By implementing HA-Relay supported the listed requirements, one can be sure that the data in InfluxDB will be eventually consistent. At certain points in time, the system may show a processing lag (delay), but the data will not contain incorrect timestamps or gaps (except for the synchronization period).

Servers Synchronization After The Failure

If one of the InfluxDB servers fails, then a situation arises when the data are delivered into the remaining servers, but they are absent on the failed server. That failed server will return inconsistent data after the start. For the synchronization, one has to implement a separate protocol that handles this case in a special way.

The protocol must take into account the following points:

  • while the synchronization is incomplete, the InfluxDB lagging server should be unavailable for clients – it must be excluded from Nginx balancing, which can be done both with the use of Iptables or Nginx reconfiguration;
  • synchronization should include the data load from the moment the InfluxDB server crashed to the current Kafka topic offset saved in Zookeeper at the moment the synchronization starts.
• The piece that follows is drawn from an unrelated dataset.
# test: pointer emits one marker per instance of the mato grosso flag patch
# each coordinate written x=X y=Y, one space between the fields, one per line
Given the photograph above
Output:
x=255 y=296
It is convenient to use a one-time launched application that will perform the synchronization procedure.

Nginx Load Balancing

InfluxDB uses an HTTP-based protocol, so Nginx can be utilized to implement load balancing between InfluxDB servers. That achieves traffic balancing improving application performance and ensuring fault tolerance when one of the servers fails.

Scalable Architecture

The second option is scalable, fault-tolerant architecture. This is a more sophisticated topology based on the previous architecture. The model is shown in the figure below:

Scaling is based on data sharding performed by splitting the entire dataset into disjoint groups and applying a hashing algorithm to the key fields that maps the entire set of object keys to the set of Kafka partitions. In this architecture, we create a Kafka topic with several partitions. Partition number reflects the performance expectations – one partition is used per each InfluxDB shard. Each shard can be deployed as fault tolerant in that case it consists of two InfluxDB servers that replicate each other.

HA-Relay Implementation

In this architecture, HA-Relay does not operate on all Kafka partitions, but only on those allocated to it. It enables linear scalability. An engineer simply adds one HA-Relay and a pair of InfluxDB servers per each Kafka partition building a data shard.

Nginx Load Balancing

Within the architecture, using Nginx server only will not be enough for successful load distribution. One has to look inside the requests to understand what objects they are touching, so to route them to the servers storing the required objects. It can be achieved with a microservice, which is aware of the hashing method applied to distribute objects. In the Nginx balancer, one should use the Influx access scheme of the http://server:8XXX type, where XXX stands for a partition number, for example, 001.

Limitations

In this architecture, queries that touch objects from different shards cannot be used. After the data from the shards retrieved, further data management must be implemented at the application level. This limitation prevents the use of existing tools such as Grafana, for requests which perform operations affecting the entire data set, not just the data in one of the shards.

Conclusion

We have considered two practical architectures that can significantly increase the InfluxDB applicability in highly available systems that use open-source components only. These architectures are widely applicable, however, their use involves additional engineering solutions that require separate implementation and management tools.

When implementing these architectures, all system requirements should be taken into account since in many cases limitations may take place preventing the solution implementation.